Rahner reconheceu que o mundo moderno seria muito mais pluralista que o mundo da Europa ocidental, onde a Igreja mais se sentira em casa. De certa maneira, a visão de modernidade de Rahner muito se aproxima daquilo que os acadêmicos hoje chamam de pós-modernidade; a noção de “concupiscência gnosiológica” observa uma pluralidade irredutível de irreconciliáveis categorias de pensamento e modos de pensar no mundo. Isso aí é o material básico da pós-modernidade, ao passo que a modernidade acreditava numa racionalidade humana universal, que permitiria progresso humano cada vez maior.

IHU On-Line - A senhora acredita que as ideias teológicas de Rahner foram assimiladas pela teologia de um modo geral? Como ele é encarado na teologia de hoje?
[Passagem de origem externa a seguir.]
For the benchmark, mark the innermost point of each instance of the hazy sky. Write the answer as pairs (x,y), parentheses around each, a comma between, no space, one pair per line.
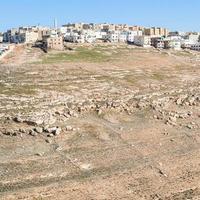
(173,14)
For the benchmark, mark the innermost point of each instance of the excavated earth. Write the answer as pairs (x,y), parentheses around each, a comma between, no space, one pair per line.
(123,128)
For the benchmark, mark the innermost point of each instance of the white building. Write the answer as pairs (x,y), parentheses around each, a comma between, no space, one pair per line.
(195,47)
(1,38)
(132,34)
(144,41)
(123,36)
(29,37)
(74,37)
(100,35)
(113,36)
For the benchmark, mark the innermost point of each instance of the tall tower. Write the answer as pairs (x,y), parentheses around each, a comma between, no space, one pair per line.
(55,23)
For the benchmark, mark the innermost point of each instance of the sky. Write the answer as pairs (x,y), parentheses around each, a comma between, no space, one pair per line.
(180,15)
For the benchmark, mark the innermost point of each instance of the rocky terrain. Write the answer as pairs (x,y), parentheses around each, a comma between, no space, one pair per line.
(102,122)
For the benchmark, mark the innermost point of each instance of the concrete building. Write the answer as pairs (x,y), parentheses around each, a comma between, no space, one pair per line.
(195,47)
(156,31)
(53,42)
(174,44)
(158,42)
(132,34)
(29,37)
(123,36)
(113,36)
(143,41)
(1,37)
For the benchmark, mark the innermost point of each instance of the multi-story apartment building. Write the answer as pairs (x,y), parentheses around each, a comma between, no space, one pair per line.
(143,41)
(155,31)
(53,42)
(1,37)
(132,34)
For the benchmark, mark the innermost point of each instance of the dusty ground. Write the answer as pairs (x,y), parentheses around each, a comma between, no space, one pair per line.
(101,123)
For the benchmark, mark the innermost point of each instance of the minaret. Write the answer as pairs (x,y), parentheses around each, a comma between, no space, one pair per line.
(55,24)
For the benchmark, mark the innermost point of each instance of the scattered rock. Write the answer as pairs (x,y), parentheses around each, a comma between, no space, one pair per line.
(38,130)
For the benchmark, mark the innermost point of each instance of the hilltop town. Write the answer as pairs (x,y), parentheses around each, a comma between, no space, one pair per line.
(99,112)
(54,38)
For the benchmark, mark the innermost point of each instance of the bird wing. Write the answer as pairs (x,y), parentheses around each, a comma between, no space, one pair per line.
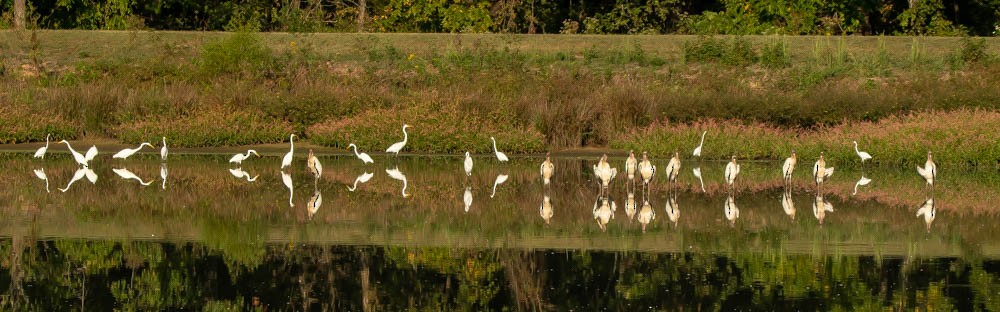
(91,153)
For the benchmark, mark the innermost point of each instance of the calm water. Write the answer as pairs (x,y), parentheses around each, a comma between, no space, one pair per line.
(212,237)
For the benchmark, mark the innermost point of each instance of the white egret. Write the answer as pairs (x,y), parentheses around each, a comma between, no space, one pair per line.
(789,167)
(40,153)
(287,180)
(398,146)
(929,211)
(546,209)
(864,155)
(125,153)
(287,160)
(646,215)
(467,198)
(163,150)
(500,180)
(163,174)
(787,203)
(40,173)
(82,159)
(239,173)
(363,178)
(820,170)
(500,156)
(313,164)
(362,156)
(238,158)
(398,175)
(128,175)
(929,171)
(468,165)
(79,174)
(547,169)
(697,150)
(861,182)
(732,170)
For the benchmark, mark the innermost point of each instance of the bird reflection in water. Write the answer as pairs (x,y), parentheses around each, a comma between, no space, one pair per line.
(40,173)
(128,175)
(79,174)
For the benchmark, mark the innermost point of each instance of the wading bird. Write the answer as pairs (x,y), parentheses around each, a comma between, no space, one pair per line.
(820,171)
(163,150)
(929,171)
(547,169)
(697,150)
(398,146)
(468,164)
(500,156)
(82,159)
(40,153)
(864,155)
(732,170)
(238,158)
(362,156)
(287,160)
(125,153)
(789,167)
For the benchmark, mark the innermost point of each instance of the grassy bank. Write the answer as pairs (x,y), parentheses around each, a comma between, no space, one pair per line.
(533,92)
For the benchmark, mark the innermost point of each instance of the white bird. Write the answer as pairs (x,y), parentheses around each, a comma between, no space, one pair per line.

Quais teólogos continuam usando suas ideias como base para seus estudos atuais?

Ann Riggs - Penso que a ideia geral de Rahner sobre uma conexão intrínseca entre a teologia e a experiência passou a ser vista como algo óbvio. Sua maneira de falar sobre a experiência de Deus como localizado no horizonte transcendental da experiência parece não ter muita aceitação atualmente. Talvez a ênfase sobre a experiência humana tenha levado a um deslocamento no método teológico, ao menos nos EUA, onde métodos científicos usados em história e sociologia têm-se tornado importantes no fazer teológico. Rahner foi criticado por seu aluno, Johann Baptist Metz,  por não levar a sério o contexto político ao fazer teologia; esta tem sido uma crítica recorrente, de que a teologia de Rahner é demasiadamente desencarnada e deficiente de contextualização histórica. Em contrapartida, outros teólogos constataram que os princípios formais de Rahner permitem fazer justamente isto. O filósofo Andrew Tallon usa Levinas  para resgatar o conceito de “coração” em Rahner, de que a dinâmica do agente rahneriano envolve mais do que compreensão intelectual, no sentido de tentar alcançar o Mistério Absoluto. Miguel Diaz  usa Rahner em seu estudo sobre teólogos/as latinos/as nos EUA. Outros teólogos/as da libertação (políticos e feministas) recorreram a ideias de Rahner. Um livro recente, Rahner Beyond Rahner, mostra como o interesse pelo pensamento de Rahner aparece em lugares surpreendentes como a China comunista. O pensamento de Rahner está sendo usado por acadêmicos como Michael J. Himes  e David Coffey.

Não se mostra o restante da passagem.